В условиях существования более ста национальностей на одной сравнительно небольшой территории неизбежно возникает полифонизм различных мировоззрений, а соответственно, оценок, суждений и представлений об искусстве. Кроме этнического разнообразия существуют и отдельные социальные группы, возникшие в различные периоды истории города. Например, в районе Черниковка большой процент населения составляют переселенцы из города Рыбинска, которых вместе с заводами эвакуировали в Уфу во время Великой Отечественной войны. Среди жителей Уфы и ленинградская интеллигенция (также появившаяся здесь в связи с эвакуацией), и ссыльные революционеры, и репрессированные 1930-х годов. Как видим, городское население Уфы достаточно разнородно, и значительную его часть составляют люди приезжие. Таким образом, феномены этнокультурного и социального тесно переплетены между собой, порождая своеобразную картину мира, которая и определяет отношение уфимского зрителя к искусству.
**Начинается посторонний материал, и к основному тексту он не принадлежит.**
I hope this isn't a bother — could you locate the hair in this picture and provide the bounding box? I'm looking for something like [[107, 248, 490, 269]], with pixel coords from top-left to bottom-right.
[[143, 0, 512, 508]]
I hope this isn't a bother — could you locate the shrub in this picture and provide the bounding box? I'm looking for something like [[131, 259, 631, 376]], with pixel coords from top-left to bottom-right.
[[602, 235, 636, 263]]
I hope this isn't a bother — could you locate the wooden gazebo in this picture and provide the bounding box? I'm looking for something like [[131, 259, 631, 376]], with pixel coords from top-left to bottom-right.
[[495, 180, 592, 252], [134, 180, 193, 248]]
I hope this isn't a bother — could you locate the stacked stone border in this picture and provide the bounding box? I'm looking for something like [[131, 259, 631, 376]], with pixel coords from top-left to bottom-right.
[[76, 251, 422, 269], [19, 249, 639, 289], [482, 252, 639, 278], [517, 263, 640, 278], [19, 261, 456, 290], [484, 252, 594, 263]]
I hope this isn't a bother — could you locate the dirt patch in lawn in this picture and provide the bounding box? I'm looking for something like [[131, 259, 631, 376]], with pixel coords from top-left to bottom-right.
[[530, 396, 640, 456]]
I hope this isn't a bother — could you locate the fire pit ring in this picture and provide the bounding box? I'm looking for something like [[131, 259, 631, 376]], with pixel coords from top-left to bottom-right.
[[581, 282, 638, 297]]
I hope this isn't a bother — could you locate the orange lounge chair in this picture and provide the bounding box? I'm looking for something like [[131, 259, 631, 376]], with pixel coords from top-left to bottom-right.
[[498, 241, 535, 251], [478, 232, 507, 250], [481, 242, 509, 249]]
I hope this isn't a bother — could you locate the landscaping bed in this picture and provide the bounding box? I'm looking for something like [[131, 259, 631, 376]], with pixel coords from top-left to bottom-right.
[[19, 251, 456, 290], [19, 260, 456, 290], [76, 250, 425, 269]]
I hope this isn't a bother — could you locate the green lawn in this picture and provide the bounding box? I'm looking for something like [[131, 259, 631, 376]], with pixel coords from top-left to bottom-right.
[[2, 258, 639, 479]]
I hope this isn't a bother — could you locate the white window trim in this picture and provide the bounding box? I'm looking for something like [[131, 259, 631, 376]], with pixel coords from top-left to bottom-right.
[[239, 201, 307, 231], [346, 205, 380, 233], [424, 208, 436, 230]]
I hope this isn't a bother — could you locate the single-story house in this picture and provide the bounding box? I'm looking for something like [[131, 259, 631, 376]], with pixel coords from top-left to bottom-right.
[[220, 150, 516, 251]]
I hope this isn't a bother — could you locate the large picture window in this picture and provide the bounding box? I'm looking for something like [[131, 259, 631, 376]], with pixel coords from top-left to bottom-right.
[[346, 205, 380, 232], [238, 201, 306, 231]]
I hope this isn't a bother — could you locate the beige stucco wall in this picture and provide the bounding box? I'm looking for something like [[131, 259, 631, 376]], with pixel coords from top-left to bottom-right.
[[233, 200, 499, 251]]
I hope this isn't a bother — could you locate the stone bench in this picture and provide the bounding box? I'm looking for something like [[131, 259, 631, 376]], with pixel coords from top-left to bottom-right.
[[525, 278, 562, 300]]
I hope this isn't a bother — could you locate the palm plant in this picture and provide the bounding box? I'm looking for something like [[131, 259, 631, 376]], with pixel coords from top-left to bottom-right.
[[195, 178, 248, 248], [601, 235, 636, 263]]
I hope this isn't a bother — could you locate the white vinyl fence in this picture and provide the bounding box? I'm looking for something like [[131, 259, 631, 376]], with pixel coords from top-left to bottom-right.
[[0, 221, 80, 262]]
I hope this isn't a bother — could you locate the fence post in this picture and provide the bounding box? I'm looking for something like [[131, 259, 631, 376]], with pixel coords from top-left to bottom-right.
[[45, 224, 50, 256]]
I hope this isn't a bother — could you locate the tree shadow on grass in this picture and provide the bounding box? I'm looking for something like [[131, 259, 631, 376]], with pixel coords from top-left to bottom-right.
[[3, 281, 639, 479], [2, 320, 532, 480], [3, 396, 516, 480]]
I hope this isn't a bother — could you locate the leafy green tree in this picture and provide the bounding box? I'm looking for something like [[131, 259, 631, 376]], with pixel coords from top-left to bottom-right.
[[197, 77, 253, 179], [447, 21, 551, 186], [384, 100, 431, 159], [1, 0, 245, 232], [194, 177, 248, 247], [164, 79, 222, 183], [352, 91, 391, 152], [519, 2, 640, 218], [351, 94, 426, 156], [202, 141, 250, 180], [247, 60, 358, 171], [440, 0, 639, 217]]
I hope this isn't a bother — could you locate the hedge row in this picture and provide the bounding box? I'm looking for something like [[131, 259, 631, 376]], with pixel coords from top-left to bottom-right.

«Я не знаю ни одного региона в России, где бы было намешано столько стилей и направлений в изобразительном искусстве, мирно соседствующих в одном союзе, – пишет художник группы «Чингисхан» Василь Ханнанов. – И хоть наши художники в большинстве своем живут и творят в Уфе, корни их – в различных отдаленных уголках Башкирии. Мало того, выходцы из Башкирии, живущие в других городах, все равно всегда узнаются по живописному строю картины, что бы там ни было изображено»1.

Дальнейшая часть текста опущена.